I have been confused by a very strange issue on sparc64 over the last
few days, and I can't figure out its cause.
What happens is that cold boots work, but warm boots (i.e. rebooting)
almost always fail like this:
Rebooting with command: boot
Boot device: disk File and args:
OpenBSD IEEE 1275 Bootblock 2.1
..>> OpenBSD BOOT 1.20
Trying bsd...
NOTE: random seed is being reused.
Booting /sbus@1f,0/SUNW,fas@e,8800000/sd@0,0:a/bsd
9956944@0x1000000+4528@0x197ee50+191788@0x1c00000+4002516@0x1c2ed2c
symbols @ 0xffde0400 476705+165+641112+443003 start=0x1000000
[ using 1562024 bytes of bsd ELF symbol table ]
Fast Data Access MMU Miss
ok
However, sometimes, a bsd.rd -> bsd transition works (i.e. boot bsd.rd,
install or upgrade or even do nothing, then reboot to bsd). But most of
the time it fails in the same way. And once it has failed, there does
not seem to be a way to boot a kernel without having to poweroff
(reset-all will not help).
At first I thought this was a subtle relinking problem, but it isn't.

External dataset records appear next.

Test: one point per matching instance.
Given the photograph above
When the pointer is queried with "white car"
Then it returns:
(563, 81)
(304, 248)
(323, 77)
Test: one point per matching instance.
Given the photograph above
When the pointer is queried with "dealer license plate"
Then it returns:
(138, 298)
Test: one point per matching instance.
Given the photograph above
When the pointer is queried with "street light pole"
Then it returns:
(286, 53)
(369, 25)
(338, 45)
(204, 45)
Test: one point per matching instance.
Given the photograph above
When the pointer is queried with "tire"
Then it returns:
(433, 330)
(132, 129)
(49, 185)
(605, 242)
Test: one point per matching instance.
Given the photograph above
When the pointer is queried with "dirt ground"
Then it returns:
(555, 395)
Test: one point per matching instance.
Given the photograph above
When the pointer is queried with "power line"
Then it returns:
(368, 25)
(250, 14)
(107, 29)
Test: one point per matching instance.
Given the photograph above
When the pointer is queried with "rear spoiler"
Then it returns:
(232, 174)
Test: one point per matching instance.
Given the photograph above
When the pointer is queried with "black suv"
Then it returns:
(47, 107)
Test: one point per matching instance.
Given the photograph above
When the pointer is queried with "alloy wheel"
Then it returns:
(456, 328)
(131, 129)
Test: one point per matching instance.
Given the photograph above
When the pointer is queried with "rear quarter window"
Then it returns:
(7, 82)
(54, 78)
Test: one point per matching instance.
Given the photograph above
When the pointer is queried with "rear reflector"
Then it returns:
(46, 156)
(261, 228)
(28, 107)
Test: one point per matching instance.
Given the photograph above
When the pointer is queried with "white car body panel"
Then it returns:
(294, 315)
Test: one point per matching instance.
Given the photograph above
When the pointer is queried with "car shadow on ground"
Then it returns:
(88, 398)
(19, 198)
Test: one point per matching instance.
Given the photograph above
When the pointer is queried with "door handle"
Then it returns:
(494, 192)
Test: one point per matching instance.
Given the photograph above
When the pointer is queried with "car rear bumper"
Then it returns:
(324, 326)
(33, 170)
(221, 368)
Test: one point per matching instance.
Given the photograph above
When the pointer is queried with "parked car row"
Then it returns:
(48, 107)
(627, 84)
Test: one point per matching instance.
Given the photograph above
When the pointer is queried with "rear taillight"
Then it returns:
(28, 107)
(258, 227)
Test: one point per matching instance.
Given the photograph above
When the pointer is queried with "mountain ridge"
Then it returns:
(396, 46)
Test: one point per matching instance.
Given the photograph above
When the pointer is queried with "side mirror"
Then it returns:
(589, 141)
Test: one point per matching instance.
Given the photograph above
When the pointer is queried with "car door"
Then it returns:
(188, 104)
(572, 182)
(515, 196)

>From the prom, I have been able to get this trace:
mtx_enter+0x58
msgbuf_putchar+0x2c
initmsgbuf+0x80
pmap_bootstrap+0x140
bootstrap+0x18c
This is a on an Ultra 1, thus single-processor machine. The code for
mtx_enter() is:
void
mtx_enter(struct mutex *mtx)
{
struct cpu_info *ci = curcpu();
/* Avoid deadlocks after panic or in DDB */
if (panicstr || db_active)
return;
WITNESS_CHECKORDER(MUTEX_LOCK_OBJECT(mtx),
LOP_EXCLUSIVE | LOP_NEWORDER, NULL);
#ifdef DIAGNOSTIC
if (__predict_false(mtx->mtx_owner == ci))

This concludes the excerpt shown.